When I was a pre-teen with an attitude I would lock myself in my room, learn fun codes for my MySpace Bio, and flip through the pages of Teen Vogue. At that particular time I began dreaming of a life where I would be cultivating the minds of magazine readers everywhere and working in fashion — basically I thrived to be Carrie Bradshaw. I wondered if this dream come true would be similar to The Devil Wears Prada in which I would be the frumpy-turned-fashion queen empress and work along side a snarky brit? Suppose it would it be like 13 Going On 30 where I could have that breath-of-fresh-air aura that allowed me to bring change and positivity into a cruel and blasé fashion world. Either way, I had fantasized this some kind of magical life as I cut and paste magazine clippings onto vision boards and transitioned from reading Teen Vogue to just Vogue — fantasizing the day when my words would one day fill up the thick glossy paper.
Fast forward to my first year of college and I am studying Education. Fast forward to my second year of college and I am studying Communication — still unsure of what I was to do in this world. It wasn’t until Junior year when I began writing out loud. By the time I graduated, I didn’t know where I was going exactly but I knew where I wanted to end up, writing in silk pajamas.
In August 2015, two months after I graduated college, I had secured a position as an unpaid Editorial Intern at a local Society – Art – Culture – Fashion Magazine and I was extremely happy. I mean what is money when you snag an opportunity like this am I right? Knowledge is the most valuable currency and I was about to be rolling in figurative dollar bills! The high of working there lasted for roughly a month before I noticed that the environment had taken a toll on me. I was getting to write with and learn from brilliant people all around the office — it was fabulous — but I couldn’t help but notice the shadow of a different version of myself lurking behind me. It was there to tell me, this isn’t you.

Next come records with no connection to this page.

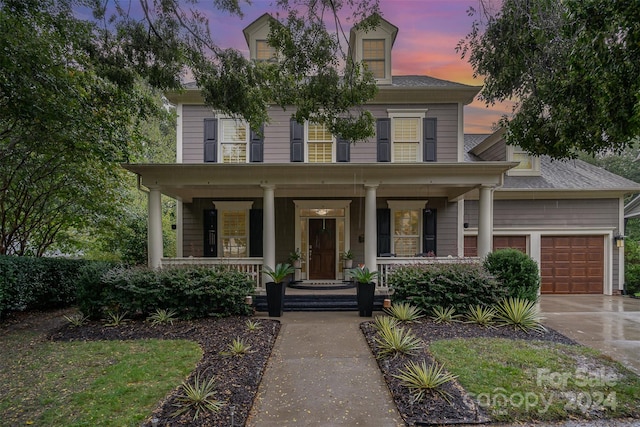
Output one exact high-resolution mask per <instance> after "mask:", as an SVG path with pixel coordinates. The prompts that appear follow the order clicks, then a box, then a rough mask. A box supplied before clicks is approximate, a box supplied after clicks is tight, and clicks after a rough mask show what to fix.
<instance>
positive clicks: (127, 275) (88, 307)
mask: <svg viewBox="0 0 640 427" xmlns="http://www.w3.org/2000/svg"><path fill="white" fill-rule="evenodd" d="M254 292H255V284H254V282H253V281H252V280H251V279H250V278H249V276H248V275H247V274H245V273H242V272H238V271H235V270H232V269H229V268H227V267H224V266H219V267H169V268H164V269H162V270H153V269H149V268H146V267H132V268H124V267H118V268H114V269H111V270H109V271H107V272H105V273H104V274H102V275H100V276H96V275H95V274H90V273H88V274H86V275H84V276H83V277H82V278H81V280H80V287H79V293H78V307H79V308H80V310H81V311H82V312H83V313H84V314H85V315H87V316H89V317H91V318H100V317H102V316H104V314H105V313H106V312H107V311H119V312H128V313H129V314H130V315H138V316H147V315H149V314H151V313H153V312H154V311H155V310H156V309H173V310H175V311H176V312H177V313H178V316H179V317H181V318H187V319H192V318H199V317H208V316H233V315H249V314H251V313H252V307H250V306H249V305H247V304H246V303H245V297H246V296H247V295H252V294H253V293H254Z"/></svg>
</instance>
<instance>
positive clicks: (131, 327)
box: [50, 317, 280, 427]
mask: <svg viewBox="0 0 640 427" xmlns="http://www.w3.org/2000/svg"><path fill="white" fill-rule="evenodd" d="M247 319H249V318H247V317H229V318H223V319H214V318H209V319H200V320H193V321H174V324H173V325H155V326H154V325H152V324H150V323H149V322H145V321H129V322H127V323H125V324H123V325H120V326H116V327H106V326H103V325H102V324H101V323H97V322H91V323H88V324H87V325H84V326H81V327H71V326H69V325H64V326H62V327H61V328H60V329H58V330H57V331H55V332H54V333H52V334H51V335H50V339H52V340H59V341H95V340H137V339H148V338H156V339H170V340H176V339H186V340H192V341H195V342H197V343H198V344H199V345H200V346H201V348H202V350H203V356H202V359H201V360H200V362H199V363H198V365H197V367H196V369H195V370H194V371H193V372H192V373H191V375H190V376H189V379H188V381H190V382H192V379H193V378H194V377H195V376H196V375H200V377H201V378H202V379H209V378H211V377H212V376H213V377H215V378H216V394H215V399H216V400H223V401H225V402H226V403H227V404H226V405H224V407H223V408H222V409H221V410H220V411H219V412H217V413H211V412H203V413H201V414H200V416H199V417H198V419H197V420H195V421H194V419H193V415H194V414H193V412H187V413H186V414H183V415H181V416H179V417H174V416H173V415H172V414H173V413H174V412H175V411H176V409H177V407H176V406H175V403H176V398H177V397H178V396H179V395H180V388H177V389H176V390H174V391H173V392H171V393H170V394H169V395H168V396H167V397H166V398H165V399H164V400H163V401H162V402H160V403H159V405H158V407H157V408H156V409H155V410H154V411H153V413H152V414H151V415H150V416H149V417H148V418H147V420H146V422H145V423H144V424H143V426H148V427H150V426H151V420H152V419H153V418H157V420H158V425H159V426H226V427H228V426H230V425H236V426H241V425H245V423H246V421H247V418H248V416H249V411H250V410H251V406H252V405H253V401H254V399H255V397H256V394H257V391H258V385H259V384H260V381H261V379H262V375H263V373H264V370H265V367H266V364H267V361H268V359H269V356H270V354H271V350H272V348H273V345H274V343H275V339H276V337H277V336H278V332H279V331H280V322H279V321H275V320H268V319H260V320H257V321H258V322H260V324H261V326H262V327H261V328H260V329H258V330H255V331H249V330H248V328H247V326H246V321H247ZM252 320H254V321H256V320H255V319H252ZM236 337H239V338H241V339H243V341H244V342H245V343H246V344H248V345H250V346H251V349H250V352H249V353H248V354H245V355H244V356H235V357H233V356H228V355H227V356H225V355H223V354H221V353H222V352H225V351H226V350H228V346H229V344H231V342H232V340H233V339H235V338H236ZM232 412H233V414H232ZM232 418H233V420H232ZM232 421H233V422H232Z"/></svg>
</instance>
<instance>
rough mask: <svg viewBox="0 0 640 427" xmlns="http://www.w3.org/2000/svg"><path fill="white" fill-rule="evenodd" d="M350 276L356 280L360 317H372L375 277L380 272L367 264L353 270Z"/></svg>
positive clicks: (376, 275) (372, 311)
mask: <svg viewBox="0 0 640 427" xmlns="http://www.w3.org/2000/svg"><path fill="white" fill-rule="evenodd" d="M350 276H351V277H353V279H354V280H355V281H356V286H357V291H356V297H357V299H358V311H359V312H360V317H371V316H372V315H373V299H374V296H375V293H376V284H375V282H374V279H375V278H376V277H378V272H377V271H369V269H368V268H367V267H365V266H359V267H358V268H356V269H353V270H351V272H350Z"/></svg>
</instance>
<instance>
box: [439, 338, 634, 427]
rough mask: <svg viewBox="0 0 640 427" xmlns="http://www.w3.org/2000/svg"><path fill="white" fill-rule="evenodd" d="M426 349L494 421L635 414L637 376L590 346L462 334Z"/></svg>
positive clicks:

While working there was such a valuable learning experience as a writer, it was even more of an experience as a person. It was my first time living in a world that wasn’t designed by a perfect system. No one owed you anything and success had to be earned over time. I learned that my patience level was extremely high but my will to fight the norm was not. I bought shoes that were $600 in hopes to impress and found myself wishing I was better. I felt the things that I liked weren’t as cool as the things everyone else liked and that my target purse just wasn’t up to par. I quickly learned my place in that world and I wasn’t satisfied.
After six months of being there I learned that my work ethic was just fine, my ability to communicate with superiors at ease was on point, but that my individuality had been a little shaken. Was I to let a job mold me as a person? I started to be OK with the fact that yes, everyone does have a place in this world but just because yours is different, doesn’t mean it doesn’t fit. I may not own Louis-Vuttion-Everything but I know that I have way too many Spider-Man collectibles and that is just fine. I am a writer and I knew that that was why I was there, Gucci or no Gucci.
I was sad to have to leave the Magazine only because I felt like I had just began feeling like myself and I was ready for them to see it too. However, I know that things always happen for a reason — and we can always learn from everything we do. Walking through the glass doors one last time was hard because I love what I do. Some experiences, when they end, often leave you feeling broken hearted and wishing you could have a little more time. I want that feeling to transcend into all of the work that I will one day do. I want to remember to hold on to who am I no matter the individuals and handbags that surround me.